Southern Star plans to conduct pigging runs on segment 315 running from Texas County to Grant County, OK. The first pigging phase is to end on Saturday (Dec. 22), resuming on Dec. 27 for a second phase ending Dec. 31. Operational capacity at the Straight Blackwell compressor station (CS) would be limited to 97 MMcf/d during both maintenance phases.

Flows through segment 315 have averaged 228 MMcf/d over the past 60 days, according to Genscape Inc. This restriction is estimated to cut gas flows by about 131 MMcf/d. “The gas through segment 315 travels toward Blackwell CS in Kay County, OK, and then onto Southern Star’s Market Zone in Kansas and Missouri. The cut gas flows comprise approximately one-fifth of all gas flowing to the Market Zone,” Genscape analyst Dominic Eggerman said.

While current forecasts indicate colder weather in the Midcontinent during these maintenance phases, which would drive increased heating demand, the upside for cold is still below seasonal averages for the winter, he said.

Over in Appalachia, prices were down as much as 24.5 cents at Dominion South, while Northeast points continued to notch far more substantial losses. Algonquin Citygate spot gas dropped $1.005 to $3.845, while Transco Zone 6 non-NY slid a nearly a quarter to $3.545.

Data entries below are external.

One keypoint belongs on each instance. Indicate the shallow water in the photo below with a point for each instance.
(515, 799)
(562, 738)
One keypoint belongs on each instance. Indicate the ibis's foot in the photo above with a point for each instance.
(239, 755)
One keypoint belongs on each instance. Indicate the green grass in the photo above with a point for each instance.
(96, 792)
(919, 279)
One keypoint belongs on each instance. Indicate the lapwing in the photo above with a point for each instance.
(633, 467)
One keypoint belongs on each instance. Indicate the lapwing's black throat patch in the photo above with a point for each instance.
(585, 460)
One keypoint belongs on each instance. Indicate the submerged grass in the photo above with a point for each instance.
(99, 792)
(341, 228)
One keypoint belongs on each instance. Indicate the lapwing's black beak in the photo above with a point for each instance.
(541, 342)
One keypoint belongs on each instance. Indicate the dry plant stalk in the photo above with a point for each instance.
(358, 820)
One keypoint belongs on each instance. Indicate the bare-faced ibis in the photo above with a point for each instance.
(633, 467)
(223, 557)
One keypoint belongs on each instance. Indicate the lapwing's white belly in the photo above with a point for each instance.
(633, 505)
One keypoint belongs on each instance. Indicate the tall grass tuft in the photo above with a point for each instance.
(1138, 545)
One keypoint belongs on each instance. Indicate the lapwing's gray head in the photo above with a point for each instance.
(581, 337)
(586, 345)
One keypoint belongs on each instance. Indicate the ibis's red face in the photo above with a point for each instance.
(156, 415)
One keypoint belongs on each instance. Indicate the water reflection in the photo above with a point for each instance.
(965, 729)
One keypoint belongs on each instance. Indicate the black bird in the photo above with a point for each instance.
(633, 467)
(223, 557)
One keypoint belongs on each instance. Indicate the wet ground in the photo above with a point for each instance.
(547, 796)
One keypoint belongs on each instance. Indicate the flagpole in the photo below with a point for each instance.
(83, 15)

On the pipeline front, Enbridge Inc. continued to refine its return-to-service plan for the sections of East Tennessee Natural Gas system, which ruptured last weekend. While the pipeline operator did not have an estimated time of restoration, its teams have procured the necessary resources and materials required for construction, as well mobilized new pipe joints to the site for replacement. It also continues to stage equipment and prepare the site for construction.

“Enbridge is committed to bringing the affected section of its East Tennessee Natural Gas system back to operation in a safe manner,” it said on its website.

Meanwhile, Texas Eastern Transmission (Tetco) on Tuesday declared a force majeure from an unplanned outage on its Entriken, PA, compressor station on M3’s northern Penn-Jersey Line. Capacity through the compressor is limited to 2.59 Bcf/d for the duration of the outage, a 340 MMcf/d reduction from normal operational capacity and a 493 MMcf/d drop day/day, according to Genscape.

“Flows have averaged 2.73 Bcf/d and maxed at 3.00 Bcf/d during the last 14 days, but this is not representative of the volatility the downstream demand over the last month, causing a range of 1.46 Bcf/d between min and max flows over that timeframe,” Genscape natural gas analyst Josh Garcia said.

There was no estimate for a return to service, but last week Tetco experienced an unplanned outage at its Bernville Compressor Station, also located in Pennsylvania, which was resolved in one gas day.